The Holy Month of Ramadan


Every year, more than one billion Muslims around the globe observe the Holy month of Ramadan. It is a time for reflection, worship and self-control. Muslims show their devotion to Allah by abstaining from eating, drinking, smoking and other physical desires from sunrise to sunset throughout the month – while at the same time avoiding sinful thoughts and deeds. These are just some of the activities that are intended to promote spiritual development through self-sacrifice and clean living. Time to purify the soul refocus attention on Allah.

Life in Al Ain during Ramadan
For many non-Muslim expatriates living in Al Ain, the biggest change is having to avoid eating, drinking and smoking in public. In the worst case, failure to do so can result in arrest. In practice, this means no cups of tea or coffee while at work, as well as no snacking or smoking in the car. In addition, dancing and loud music is forbidden, so nightclubs close for the month of Ramadan.

Some expats cope with the demands of Ramadan by leaving the UAE. It’s a popular time of year for visiting family back home or going on holiday. Other expats adopt an ‘if you can’t beat them, join them’ approach, choosing to take part in the rituals and attitudes of Ramadan. This can be a very rewarding and interesting experience. It is an opportunity to experience culture and customs very different from their own.

As mentioned earlier, smoking, eating and drinking are forbidden during the day, therefore non-fasting expats will need to alter their daily routines. The widespread closure of restaurants and cafes during the day can inconvenience many expats, of whom some find themselves fasting alongside their Muslim colleagues and friends out of necessity rather than empathy – they simply can’t find anywhere to buy food. In recent years though, more leniency has been allowed and some food outlets and hotels have been given permission to open on the condition that all windows and doors are covered so no one can be seen eating or drinking by passers-by. As well as this, nightlife options change with the prohibiting of loud music or dancing although the evenings come alive in a different way with the mushrooming of Ramadan tents and entertainment. Alcohol is also still available for purchase by non-Muslims after Iftar.

Ramadan officially starts and ends with the sighting of a new moon and the month of Shawwal begins. It is followed by the Eid Al Fitr, a three-day holiday and celebration of feasting and the exchange of gifts.
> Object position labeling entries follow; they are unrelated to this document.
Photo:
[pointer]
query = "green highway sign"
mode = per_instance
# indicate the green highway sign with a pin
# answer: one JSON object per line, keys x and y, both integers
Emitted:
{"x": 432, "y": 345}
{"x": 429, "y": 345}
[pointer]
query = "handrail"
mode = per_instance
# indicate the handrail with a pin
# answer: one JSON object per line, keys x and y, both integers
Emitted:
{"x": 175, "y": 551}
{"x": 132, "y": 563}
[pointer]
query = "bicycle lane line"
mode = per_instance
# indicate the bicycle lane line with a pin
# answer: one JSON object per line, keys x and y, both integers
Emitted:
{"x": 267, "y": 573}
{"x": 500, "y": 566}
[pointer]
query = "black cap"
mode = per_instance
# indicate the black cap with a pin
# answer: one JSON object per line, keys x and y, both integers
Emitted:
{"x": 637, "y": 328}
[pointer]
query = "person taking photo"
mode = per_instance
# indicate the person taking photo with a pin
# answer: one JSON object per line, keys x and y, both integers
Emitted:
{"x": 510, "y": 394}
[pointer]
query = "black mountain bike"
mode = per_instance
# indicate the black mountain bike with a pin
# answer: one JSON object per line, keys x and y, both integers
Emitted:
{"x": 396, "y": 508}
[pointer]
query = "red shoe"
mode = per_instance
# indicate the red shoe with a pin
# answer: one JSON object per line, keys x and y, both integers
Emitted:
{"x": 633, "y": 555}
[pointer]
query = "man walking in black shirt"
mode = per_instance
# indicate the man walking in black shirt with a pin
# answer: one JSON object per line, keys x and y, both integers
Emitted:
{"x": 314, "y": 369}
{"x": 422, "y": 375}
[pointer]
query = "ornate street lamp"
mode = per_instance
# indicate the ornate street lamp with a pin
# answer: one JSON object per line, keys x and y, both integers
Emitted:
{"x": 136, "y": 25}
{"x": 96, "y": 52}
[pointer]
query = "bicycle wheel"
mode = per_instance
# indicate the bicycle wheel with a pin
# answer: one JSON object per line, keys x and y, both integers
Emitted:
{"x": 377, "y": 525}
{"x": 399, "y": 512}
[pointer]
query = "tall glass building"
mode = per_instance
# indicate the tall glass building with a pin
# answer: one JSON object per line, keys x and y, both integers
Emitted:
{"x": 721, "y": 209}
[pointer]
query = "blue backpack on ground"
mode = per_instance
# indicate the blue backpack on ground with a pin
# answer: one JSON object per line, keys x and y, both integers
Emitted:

The Do’s and Don’ts during Ramadan

•Embrace the spirit of Ramadan. The Holy Month is a great time to get involved with local traditions and broaden your understanding of Islamic culture. Many hotels host nightly Iftar and Suhour banquets – attend at least one during this Islamic festival. Try the local dishes such as Harees, stuffed dates and Laban.
•Check timings. Many businesses, restaurants and recreational facilities will change their timings during Ramadan, so to avoid disappointment do check before heading-off.
•Have a king’s breakfast. Make sure you have a good breakfast before venturing out for the day. Many eateries will be shut during Ramadan and it may be hard to get something to eat during the day.
•Be respectful. Ramadan calls for Muslims to cleanse their entire mind and body, which includes refraining from swearing, gossip or insults. So avoid this kind of talk when in the presence of someone who is fasting.
•Turn the music down. Loud music is forbidden during Ramadan. So keep speaker at home and in the car at a low volume.
•Public affection is not appropriate. Public displays of affection are extremely frowned upon in Islam, but particularly during Ramadan.
•Be patient. Keep in mind that others haven’t eaten since the before-dawn meal, so they’re likely hungry, tired, and potentially grouchy. Slow down and be patient.
•Ask someone. If unsure about Ramadan ask someone. At least one work colleague is bound to be fasting and would probably be more than happy answer any questions about Ramadan.

  • Be careful on the roads. In the hour before Iftar, people are in a hurry to return home to break their fast. Driving can sometimes be erratic.

•Eat or drink in public during daylight hours. Eat and drink in a closed off area, out of sight of anyone who could be fasting.
•Smoke in public. Again, the same rules apply, choose somewhere that is completely out of sight of anyone fasting.
•Dress inappropriately. It is important that dress is conservative during Ramadan. Out of respect women should keep their shoulders and cleavage covered and should not wear shorts or skirts that finish above the knee. For men, it’s the area between the navel and knee that should particularly be kept covered.
•Get upset with neighbours. Muslim neighbours will likely eat and socialize in the evening – much more than usual and generally later than usual. In Ramadan all social activities are left until after Iftar and so it is normal to see families up very late.